En outre, dans son discours, le Roi avait en quelque sorte entrevu une explosion d’innovations technologiques. Pour avoir étudié l’histoire de la révolution industrielle, Roland savait pertinemment que les principaux progrès en matière de science et de technologie s’étaient accélérés au cours des cent dernières années. S’il avait fallu des milliers d’années aux singes pour apprendre à faire du feu, l’homme n’avait mis qu’une décennie pour passer de l’ère de la vapeur à celle de l’information. Une personne vivant dans la société moderne pouvait donc être confrontée à des changements technologiques qui, par le passé, auraient nécessité des milliers d’années.

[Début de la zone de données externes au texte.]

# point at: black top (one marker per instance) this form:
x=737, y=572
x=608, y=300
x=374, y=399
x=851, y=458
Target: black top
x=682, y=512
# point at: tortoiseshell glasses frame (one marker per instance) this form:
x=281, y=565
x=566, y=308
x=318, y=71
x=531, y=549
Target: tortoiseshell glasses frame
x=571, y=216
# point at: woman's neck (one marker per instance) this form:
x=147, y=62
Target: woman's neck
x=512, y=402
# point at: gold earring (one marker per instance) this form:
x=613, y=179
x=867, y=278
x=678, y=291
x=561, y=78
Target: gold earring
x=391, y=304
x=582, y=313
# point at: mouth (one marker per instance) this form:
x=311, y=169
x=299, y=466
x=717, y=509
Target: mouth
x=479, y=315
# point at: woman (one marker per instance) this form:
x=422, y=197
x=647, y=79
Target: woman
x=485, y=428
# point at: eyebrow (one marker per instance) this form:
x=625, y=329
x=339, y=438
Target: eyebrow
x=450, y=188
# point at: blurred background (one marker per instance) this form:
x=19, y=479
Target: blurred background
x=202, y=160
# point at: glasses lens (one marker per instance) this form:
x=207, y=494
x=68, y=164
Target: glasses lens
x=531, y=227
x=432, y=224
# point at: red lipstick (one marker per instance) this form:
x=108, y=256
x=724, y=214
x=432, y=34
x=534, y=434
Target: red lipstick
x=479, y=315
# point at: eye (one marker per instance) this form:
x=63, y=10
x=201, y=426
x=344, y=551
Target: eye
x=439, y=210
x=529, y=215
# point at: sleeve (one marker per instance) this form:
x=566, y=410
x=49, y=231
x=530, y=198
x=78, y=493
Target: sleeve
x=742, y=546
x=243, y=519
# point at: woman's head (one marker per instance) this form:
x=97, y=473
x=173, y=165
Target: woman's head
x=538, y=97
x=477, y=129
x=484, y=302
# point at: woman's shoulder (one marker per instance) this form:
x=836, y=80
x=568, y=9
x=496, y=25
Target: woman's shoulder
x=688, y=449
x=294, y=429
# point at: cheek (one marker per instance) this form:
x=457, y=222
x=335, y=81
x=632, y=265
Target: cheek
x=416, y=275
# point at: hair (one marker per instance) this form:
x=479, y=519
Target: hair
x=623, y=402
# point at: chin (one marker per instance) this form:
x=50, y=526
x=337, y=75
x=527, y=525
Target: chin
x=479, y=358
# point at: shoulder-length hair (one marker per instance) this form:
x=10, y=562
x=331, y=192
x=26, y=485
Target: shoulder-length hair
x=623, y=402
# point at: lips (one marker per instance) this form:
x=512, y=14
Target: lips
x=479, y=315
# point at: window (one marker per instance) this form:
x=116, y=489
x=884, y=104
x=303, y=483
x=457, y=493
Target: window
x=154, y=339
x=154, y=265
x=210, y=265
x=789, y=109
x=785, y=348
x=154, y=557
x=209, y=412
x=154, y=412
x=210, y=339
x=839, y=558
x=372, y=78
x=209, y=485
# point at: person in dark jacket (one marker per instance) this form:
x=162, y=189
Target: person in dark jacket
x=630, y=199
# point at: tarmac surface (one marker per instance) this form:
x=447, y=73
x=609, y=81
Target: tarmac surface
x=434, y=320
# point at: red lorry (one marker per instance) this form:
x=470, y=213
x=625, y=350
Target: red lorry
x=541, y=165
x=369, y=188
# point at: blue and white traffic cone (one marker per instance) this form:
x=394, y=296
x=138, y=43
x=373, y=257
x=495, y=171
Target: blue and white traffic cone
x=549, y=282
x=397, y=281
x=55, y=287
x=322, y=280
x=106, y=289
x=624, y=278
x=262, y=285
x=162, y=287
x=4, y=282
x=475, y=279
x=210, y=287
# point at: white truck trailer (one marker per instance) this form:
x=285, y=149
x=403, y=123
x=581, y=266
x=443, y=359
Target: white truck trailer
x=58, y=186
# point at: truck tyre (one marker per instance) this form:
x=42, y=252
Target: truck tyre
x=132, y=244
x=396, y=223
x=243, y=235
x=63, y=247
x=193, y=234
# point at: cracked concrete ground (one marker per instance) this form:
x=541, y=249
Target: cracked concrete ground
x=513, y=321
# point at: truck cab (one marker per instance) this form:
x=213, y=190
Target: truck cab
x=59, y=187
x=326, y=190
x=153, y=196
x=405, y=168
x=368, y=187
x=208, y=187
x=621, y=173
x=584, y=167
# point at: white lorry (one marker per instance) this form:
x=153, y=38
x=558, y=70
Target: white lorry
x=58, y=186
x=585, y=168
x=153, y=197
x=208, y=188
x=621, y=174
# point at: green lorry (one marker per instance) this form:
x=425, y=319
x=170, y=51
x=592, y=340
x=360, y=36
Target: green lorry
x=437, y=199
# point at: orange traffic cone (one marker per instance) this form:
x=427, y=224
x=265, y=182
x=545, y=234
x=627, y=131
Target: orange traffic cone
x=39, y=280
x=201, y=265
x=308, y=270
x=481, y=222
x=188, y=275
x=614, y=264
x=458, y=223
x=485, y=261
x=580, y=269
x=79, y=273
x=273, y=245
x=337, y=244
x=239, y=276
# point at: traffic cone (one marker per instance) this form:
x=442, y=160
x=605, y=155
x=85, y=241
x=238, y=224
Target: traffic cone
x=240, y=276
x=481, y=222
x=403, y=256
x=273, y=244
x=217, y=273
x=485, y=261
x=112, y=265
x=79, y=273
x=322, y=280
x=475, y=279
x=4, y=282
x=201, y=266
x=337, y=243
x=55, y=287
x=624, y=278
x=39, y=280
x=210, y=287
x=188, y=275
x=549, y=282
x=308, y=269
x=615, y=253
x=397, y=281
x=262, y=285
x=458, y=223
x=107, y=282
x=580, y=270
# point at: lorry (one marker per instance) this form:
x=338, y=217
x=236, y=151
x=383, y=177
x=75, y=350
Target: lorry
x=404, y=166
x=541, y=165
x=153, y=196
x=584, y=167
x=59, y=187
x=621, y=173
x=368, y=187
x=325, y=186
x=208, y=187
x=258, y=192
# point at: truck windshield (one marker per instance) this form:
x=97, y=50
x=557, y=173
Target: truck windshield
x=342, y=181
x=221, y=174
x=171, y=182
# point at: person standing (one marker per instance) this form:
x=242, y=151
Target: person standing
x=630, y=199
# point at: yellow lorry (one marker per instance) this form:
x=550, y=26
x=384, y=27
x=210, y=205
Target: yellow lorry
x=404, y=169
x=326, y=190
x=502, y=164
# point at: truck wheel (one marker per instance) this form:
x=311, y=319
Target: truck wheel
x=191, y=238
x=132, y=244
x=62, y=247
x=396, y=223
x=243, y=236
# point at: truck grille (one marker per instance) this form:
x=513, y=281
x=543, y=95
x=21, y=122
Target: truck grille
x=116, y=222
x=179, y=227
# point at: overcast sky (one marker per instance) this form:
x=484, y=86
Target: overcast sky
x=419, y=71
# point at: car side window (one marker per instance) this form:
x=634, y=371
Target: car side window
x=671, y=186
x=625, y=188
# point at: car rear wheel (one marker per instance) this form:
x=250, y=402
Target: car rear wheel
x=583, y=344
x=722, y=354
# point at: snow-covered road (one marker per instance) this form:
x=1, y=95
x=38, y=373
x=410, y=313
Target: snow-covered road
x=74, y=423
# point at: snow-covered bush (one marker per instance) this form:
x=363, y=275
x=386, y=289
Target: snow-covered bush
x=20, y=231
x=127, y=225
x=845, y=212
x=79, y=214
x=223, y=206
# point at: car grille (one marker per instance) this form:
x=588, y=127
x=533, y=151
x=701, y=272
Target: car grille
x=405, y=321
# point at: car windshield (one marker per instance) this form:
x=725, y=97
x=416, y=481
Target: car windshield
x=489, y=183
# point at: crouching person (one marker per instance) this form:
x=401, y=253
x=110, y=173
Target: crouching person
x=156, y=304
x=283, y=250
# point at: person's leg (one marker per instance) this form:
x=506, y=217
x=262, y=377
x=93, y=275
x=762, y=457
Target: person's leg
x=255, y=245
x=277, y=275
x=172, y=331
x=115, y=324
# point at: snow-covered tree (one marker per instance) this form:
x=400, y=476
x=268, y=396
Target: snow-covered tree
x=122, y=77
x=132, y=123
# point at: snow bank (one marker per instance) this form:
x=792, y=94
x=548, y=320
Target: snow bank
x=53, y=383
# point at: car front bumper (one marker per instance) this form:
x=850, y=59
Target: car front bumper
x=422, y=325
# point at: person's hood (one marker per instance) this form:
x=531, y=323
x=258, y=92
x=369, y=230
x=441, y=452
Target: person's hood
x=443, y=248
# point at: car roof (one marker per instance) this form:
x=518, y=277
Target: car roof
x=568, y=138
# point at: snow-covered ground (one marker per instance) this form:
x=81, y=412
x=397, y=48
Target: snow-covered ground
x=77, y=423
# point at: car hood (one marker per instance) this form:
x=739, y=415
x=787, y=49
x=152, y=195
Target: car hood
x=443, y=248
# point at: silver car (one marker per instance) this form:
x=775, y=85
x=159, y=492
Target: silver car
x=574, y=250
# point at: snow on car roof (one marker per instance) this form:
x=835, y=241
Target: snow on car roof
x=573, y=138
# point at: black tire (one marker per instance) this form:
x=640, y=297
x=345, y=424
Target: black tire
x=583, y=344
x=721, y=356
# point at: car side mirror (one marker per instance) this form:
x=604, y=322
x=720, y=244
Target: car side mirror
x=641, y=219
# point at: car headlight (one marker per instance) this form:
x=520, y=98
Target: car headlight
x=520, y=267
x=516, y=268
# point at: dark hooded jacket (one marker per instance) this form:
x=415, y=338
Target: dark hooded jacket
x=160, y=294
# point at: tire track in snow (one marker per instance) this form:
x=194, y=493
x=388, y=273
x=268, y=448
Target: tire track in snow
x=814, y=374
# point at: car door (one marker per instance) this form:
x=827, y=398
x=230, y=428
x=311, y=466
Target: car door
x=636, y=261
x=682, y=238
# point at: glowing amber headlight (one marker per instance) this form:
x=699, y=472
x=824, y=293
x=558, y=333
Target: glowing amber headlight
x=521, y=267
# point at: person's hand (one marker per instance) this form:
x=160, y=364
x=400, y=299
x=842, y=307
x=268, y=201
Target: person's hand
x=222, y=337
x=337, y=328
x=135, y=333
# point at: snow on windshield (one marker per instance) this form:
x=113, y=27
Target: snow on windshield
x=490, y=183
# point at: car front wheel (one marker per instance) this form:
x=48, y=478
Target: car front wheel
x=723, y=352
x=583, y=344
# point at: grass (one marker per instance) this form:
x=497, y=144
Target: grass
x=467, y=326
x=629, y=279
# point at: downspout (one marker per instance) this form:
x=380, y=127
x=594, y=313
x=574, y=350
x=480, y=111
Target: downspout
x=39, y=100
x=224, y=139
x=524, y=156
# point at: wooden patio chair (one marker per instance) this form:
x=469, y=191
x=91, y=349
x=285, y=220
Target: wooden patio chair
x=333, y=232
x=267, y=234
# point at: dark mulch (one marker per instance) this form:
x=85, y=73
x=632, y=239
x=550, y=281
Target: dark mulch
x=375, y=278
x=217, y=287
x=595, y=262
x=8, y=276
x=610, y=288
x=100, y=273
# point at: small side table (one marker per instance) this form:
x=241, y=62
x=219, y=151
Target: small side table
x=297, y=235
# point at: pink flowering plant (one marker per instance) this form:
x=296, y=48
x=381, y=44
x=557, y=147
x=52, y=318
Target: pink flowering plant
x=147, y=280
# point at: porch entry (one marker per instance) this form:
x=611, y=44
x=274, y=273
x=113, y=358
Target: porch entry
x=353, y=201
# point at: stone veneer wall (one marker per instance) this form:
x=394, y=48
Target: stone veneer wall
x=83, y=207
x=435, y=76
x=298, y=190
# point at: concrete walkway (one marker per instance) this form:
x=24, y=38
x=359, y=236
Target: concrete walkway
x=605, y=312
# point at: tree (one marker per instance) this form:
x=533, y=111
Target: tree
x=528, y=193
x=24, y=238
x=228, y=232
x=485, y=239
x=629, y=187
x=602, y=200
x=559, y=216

Si la présence des sorcières était désormais en mesure de raccourcir encore l’intervalle séparant deux innovations, l’émergence d’une ou deux puissantes sorcières pourrait entraîner une nouvelle révolution technologique. Edith avait raison : si l’éveil d’Anna avait eu lieu dans la Cité de Lumière, Roland n’avait aucune idée de ce qu’il aurait pu accomplir.
Il pouvait presque prédire à quoi ressemblerait l’avenir lorsque les membres de l’Association commenceraient à vieillir et que de nouvelles et puissantes sorcières feraient leur apparition au sein du Royaume de l’Aube. C’était aussi la raison pour laquelle Edith avait mis l’accent sur le fait que s’il ne pouvait prendre le plein contrôle de ce royaume, mieux valait le laisser en l’état.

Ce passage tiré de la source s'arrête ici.